Nigerians incurred N40.20 trillion as household consumption expenditure in 2019. This is according to the Consumption Expenditure Pattern report published by the National Bureau of Statistics. In 2009, the last time the report was published, Nigerians spent N21.62 trillion on consumption expenditure.
The data covered the period from October 2018 to September 2019.
The 2019 expenditure pattern report, which measures Nigeria’s spending pattern in both food and non-food items, revealed that of the total, 56.65% of the household expenditure in 2019 was spent on food, with the balance of about 43.35 spent on non-food items.

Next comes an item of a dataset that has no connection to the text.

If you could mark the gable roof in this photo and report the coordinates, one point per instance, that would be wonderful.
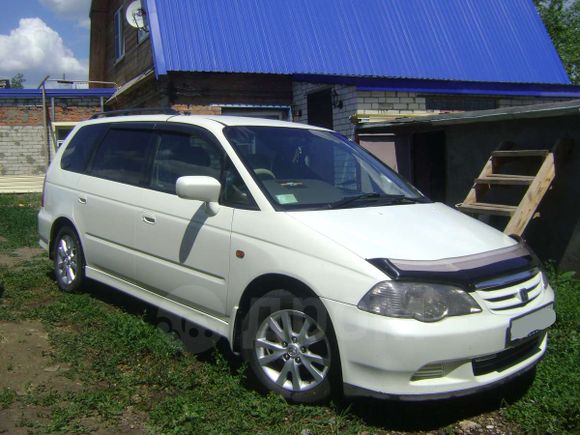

According to the definition, Household consumption refers to the amount spent personally by all Nigerians to acquire goods and services within the country. The data is based on household consumption only and excludes consumptions from the private sector, government, and exports.
Food consumed outside the home, followed by transportation costs and starchy roots, tubers, and plantains were responsible for the largest proportion of household expenditure, representing a combined 24.16% for total household expenditure in 2019.
How Nigerians Spend
In no particular surprise, 56.65% of Nigeria’s consumption expenditure was on food items. Transportation was second highest on the spending list with N2.5 trillion while health and education come next with N2.46 trillion and N2.42 trillion respectively. Also interesting to note that Nigerians spend more on telecoms than on rent, fuel/electricity.
The spending pattern captured in this survey is indicative of Nigeria’s poverty rate which is over 80 million according to prior data published by the NBS.
Spending on Food
Nigerians spent a whopping N22.7 trillion on food between the period recorded for the survey. In clear evidence of Nigerians culinary preferences, skew more towards carbohydrates with Starchy Roots, Tubers, and Plantain dominating with about N2.5 trillion. Rice a major staple food item that the government has been looking to ban cost Nigerians about N1.9 trillion while vegetables cost N1.7 trillion.
Urban and Rural Nigeria
The data also cut across various states in the country as well as urban and rural Nigeria. For example, in Rural Nigeria, after food which takes on 61.3% of consumption, healthcare takes on another 7.3%. Transport and education is next with 5.59% and 4.7% respectively.
However, in Urban Nigeria, Food represents 51.5% of expenditure followed by Education and Transport with 7.5% and 7.38% respectively. Telecommunication, rent, fuel, and electricity all fall between 6% and 7%.
In terms of State, 12.6% of National Spending occurs in Lagos State while Oyo and Delta are next with 5.83% and 5.38% respectively.
In Nigeria’s economic capital, Lagos State, Lagosians spent about N2.4 trillion on food items representing 48% of total consumption expenditure while 52% was on non-food items, the only state with that record. Next was Transport, Rent and Telecoms with 10.5%, 8%, and 7.5% respectively.
What this means: This data is especially critical at understanding the consumption patterns of Nigerians. On the back of this data, it is obvious that Nigerians incur over 56% of their consumption expenditure on food items. Food and beverage businesses are one of the easiest to start and operate in Nigeria and there is a hungry population primed to consume it.
This data now show Nigerian only apportion 23% of their consumption expenditure to critical sectors such as telecoms, healthcare, electricity, entertainment. According to the report, poorer countries like Nigeria spend more on food while developed economies spend less.
For a developing country like Nigeria, the consumption pattern is skewed towards food i.e. food is higher than the non-food items. In most developed countries, it is the opposite, where the consumption pattern is skewed towards non-food items. The more developed a society becomes, the less it spends on food and the more it spends on nonfood items. Lagos is a clear indication of a state with an emerging economy. Lagos state’s expenditure on non-food items was more than its expenditure on food.